Reputation: 6159
I would like to scrape name, address informations between tag contains defendent text and another tag,
My HTML structure is:
<hr>
<H5>Defendant/Respondent Information</H5>
<span class="InfoChargeStatement">(Each Defendant/Respondent is displayed below)</span>
<table>
<tr>
<td><span class="FirstColumnPrompt">Party Type:</span></td><td><span class="Value">Defendant</span><span class="Prompt">Party No.:</span><span class="Value">1</span></td>
</tr>
</table>
<table>
<tr>
<td><span class="FirstColumnPrompt">Name:</span></td><td><span class="Value">Name 1</span></td>
</tr>
</table>
<table>
<tr>
<td><span class="FirstColumnPrompt">Address:</span></td><td><span class="Value">Addr 1</span></td>
</tr>
<tr>
<td><span class="FirstColumnPrompt">City:</span></td><td><span class="Value">city1</span><span class="Prompt">State:</span><span class="Value">aa</span><span class="Prompt">Zip Code:</span><span class="Value">Zip1</span></td>
</tr>
</table>
<hr>
<table>
<tr>
<td><span class="FirstColumnPrompt">Party Type:</span></td><td><span class="Value">Defendant</span><span class="Prompt">Party No.:</span><span class="Value">2</span></td>
</tr>
</table>
<table>
<tr>
<td><span class="FirstColumnPrompt">Name:</span></td><td><span class="Value">Name 2</span></td>
</tr>
</table>
<table>
<tr>
<td><span class="FirstColumnPrompt">Address:</span></td><td><span class="Value">Addr2</span></td>
</tr>
<tr>
<td><span class="FirstColumnPrompt">City:</span></td><td><span class="Value">City2</span><span class="Prompt">State:</span><span class="Value">st2</span><span class="Prompt">Zip Code:</span><span class="Value">zip2</span></td>
</tr>
</table>
<hr>
<H5>Related Persons Information</H5>
<span class="InfoChargeStatement">(Each Related person is displayed below)</span>
<table>
<tr>
<td><span class="FirstColumnPrompt">Name:</span></td><td><span class="Value">Unwanted Name</span></td>
</tr>
</table>
<table>
<tr>
<td><span class="FirstColumnPrompt">Address:</span></td><td><span class="Value">un addr</span></td>
</tr>
<tr>
<td><span class="FirstColumnPrompt">City:</span></td><td><span class="Value">Unwanted City</span><span class="Prompt">State:</span><span class="Value">Unwanted city</span><span class="Prompt">Zip Code:</span><span class="Value">12345</span></td>
</tr>
</table>
<table></table>
<hr>
My current XPATH capturing the first occurence of Name and address properly, but if need to extract the multiple occurences, it also scrape the information from the unwanted h5 tags.
My current XPATH is,
"//*[contains(text(),'Defendant')]//following-sibling::table//span[text()='Name:' or text()='Business or Organization Name:']/ancestor-or-self::td/following-sibling::td//text()")
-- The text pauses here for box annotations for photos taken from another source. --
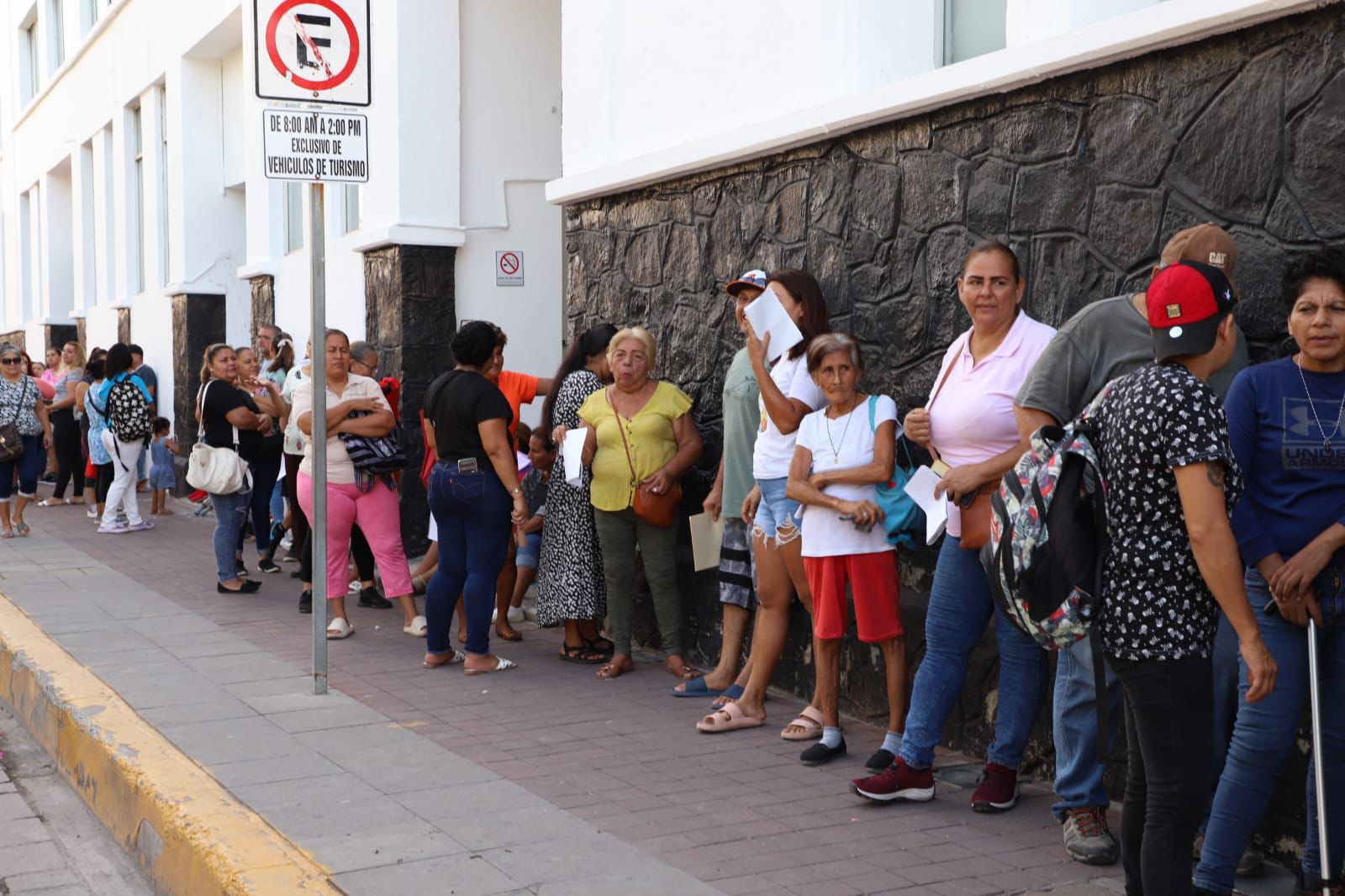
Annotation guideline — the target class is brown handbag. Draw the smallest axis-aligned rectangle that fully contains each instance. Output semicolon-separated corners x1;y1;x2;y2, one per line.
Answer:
607;392;683;526
926;344;1000;551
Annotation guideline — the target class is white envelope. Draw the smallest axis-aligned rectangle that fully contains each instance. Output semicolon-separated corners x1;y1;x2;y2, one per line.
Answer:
561;426;588;488
688;513;724;572
744;287;803;362
903;466;948;545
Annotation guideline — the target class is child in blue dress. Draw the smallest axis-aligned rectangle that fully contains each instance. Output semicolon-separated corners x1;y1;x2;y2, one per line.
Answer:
150;417;182;517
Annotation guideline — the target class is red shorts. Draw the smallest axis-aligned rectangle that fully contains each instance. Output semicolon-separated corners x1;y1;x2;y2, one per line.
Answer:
803;551;906;645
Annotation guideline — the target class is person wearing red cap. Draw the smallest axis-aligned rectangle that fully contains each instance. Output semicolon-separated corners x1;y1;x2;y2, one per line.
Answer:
1089;261;1276;893
1014;224;1260;869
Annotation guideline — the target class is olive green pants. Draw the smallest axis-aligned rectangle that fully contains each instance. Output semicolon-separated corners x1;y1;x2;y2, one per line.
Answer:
593;507;682;656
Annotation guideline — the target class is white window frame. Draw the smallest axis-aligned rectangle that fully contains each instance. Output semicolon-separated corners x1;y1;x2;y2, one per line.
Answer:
126;103;145;295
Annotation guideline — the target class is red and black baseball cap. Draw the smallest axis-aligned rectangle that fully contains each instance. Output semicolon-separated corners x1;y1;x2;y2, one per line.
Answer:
1145;261;1237;361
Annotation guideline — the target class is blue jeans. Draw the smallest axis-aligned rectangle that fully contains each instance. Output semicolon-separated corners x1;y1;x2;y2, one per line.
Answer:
0;433;47;500
210;491;251;581
901;535;1051;770
1052;599;1237;822
1195;567;1345;893
425;463;514;654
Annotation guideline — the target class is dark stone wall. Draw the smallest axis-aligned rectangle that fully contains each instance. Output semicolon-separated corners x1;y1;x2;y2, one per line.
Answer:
363;246;457;556
247;275;274;343
171;293;224;490
565;5;1345;861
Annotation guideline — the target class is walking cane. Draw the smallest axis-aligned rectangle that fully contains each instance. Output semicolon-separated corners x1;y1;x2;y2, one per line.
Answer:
1305;616;1336;893
1262;600;1336;894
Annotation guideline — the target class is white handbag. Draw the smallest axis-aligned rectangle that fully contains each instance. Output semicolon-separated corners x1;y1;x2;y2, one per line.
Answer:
187;379;251;495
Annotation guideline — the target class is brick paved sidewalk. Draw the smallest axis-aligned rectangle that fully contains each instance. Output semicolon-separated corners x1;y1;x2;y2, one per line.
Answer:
8;489;1121;896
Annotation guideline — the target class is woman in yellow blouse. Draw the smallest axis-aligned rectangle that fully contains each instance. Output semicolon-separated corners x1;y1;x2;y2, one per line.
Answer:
580;327;704;678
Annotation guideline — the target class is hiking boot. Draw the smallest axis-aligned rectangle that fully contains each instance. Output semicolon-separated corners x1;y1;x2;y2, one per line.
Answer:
359;588;393;609
971;763;1018;813
1064;806;1121;865
850;759;933;804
I tried including preceding sibling and following sibling but nothing gives my expected output,
My current output is..
names - [
Name1,
Name2
Unwanted Name,
]
Expected output is,
[
Name1
Name2
]
Kindly help.
Upvotes: 1
Views: 545
Reputation: 4834
try this:
"//H5[contains(text(),'Defendant')]/following-sibling::table[not(preceding-sibling::H5[not(contains(text(),'Defendant'))])]/tr[td[1][span[text()[.='Name:' ]]]]/td[2]/span/text()"
It first selects the table that has not
a preceding-sibling::h5
with text()
that not
contains
'Defendant'
and than
selects from the correct table the tr
where the first td
meets your requirements and selects the second td
No need for double slashes which is bad for performance
EDIT 1
Since there are more preceding-sibling::h5 than the example shows, this XPath
will deal with that:
"//H5[contains(text(),'Defendant')]/following-sibling::table[preceding-sibling::H5[1][contains(text(),'Defendant')]]//tr[td[1][span[text()[.='Name:' ]]]]/td[2]/span/text()"
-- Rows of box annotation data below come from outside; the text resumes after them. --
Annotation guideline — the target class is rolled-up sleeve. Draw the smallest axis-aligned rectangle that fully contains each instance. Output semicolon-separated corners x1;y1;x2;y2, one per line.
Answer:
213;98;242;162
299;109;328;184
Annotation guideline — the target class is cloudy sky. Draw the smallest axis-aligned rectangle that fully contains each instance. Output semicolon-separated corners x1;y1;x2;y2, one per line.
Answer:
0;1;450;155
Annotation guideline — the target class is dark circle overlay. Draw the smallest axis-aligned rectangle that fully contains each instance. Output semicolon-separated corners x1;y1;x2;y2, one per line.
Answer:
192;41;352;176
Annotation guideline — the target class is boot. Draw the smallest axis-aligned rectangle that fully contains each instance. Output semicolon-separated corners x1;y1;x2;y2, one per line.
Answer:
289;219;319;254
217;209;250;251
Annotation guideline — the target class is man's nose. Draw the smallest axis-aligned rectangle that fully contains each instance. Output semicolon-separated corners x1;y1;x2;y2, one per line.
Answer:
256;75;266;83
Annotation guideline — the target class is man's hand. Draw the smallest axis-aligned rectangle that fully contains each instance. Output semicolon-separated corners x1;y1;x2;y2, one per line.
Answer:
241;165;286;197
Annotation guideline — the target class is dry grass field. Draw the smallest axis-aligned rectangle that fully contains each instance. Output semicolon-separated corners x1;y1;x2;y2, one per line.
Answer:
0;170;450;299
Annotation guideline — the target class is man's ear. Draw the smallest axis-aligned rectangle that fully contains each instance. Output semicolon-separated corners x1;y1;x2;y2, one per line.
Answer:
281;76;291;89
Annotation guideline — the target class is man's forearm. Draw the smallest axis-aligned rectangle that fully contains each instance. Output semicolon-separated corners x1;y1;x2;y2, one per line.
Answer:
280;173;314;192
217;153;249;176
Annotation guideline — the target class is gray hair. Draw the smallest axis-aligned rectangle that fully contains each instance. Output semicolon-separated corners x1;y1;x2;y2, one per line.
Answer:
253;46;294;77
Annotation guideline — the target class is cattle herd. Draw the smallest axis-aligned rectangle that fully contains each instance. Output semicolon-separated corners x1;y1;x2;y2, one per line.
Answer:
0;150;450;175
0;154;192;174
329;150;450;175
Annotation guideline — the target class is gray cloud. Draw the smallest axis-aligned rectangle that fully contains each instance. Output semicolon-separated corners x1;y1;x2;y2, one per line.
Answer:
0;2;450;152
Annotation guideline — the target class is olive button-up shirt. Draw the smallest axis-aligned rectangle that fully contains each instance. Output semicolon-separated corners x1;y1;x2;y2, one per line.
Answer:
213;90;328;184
This will only select those tables that have as there first preceding-sibling::h5 the same h5 as we were interested in
EDIT 2
Actually now the first h5
select is redundant. This XPath
will do:
"//table[preceding-sibling::H5[1][contains(text(),'Defendant')]]//tr[td[1][span[text()[.='Name:' ]]]]/td[2]/span/text()"
Upvotes: 1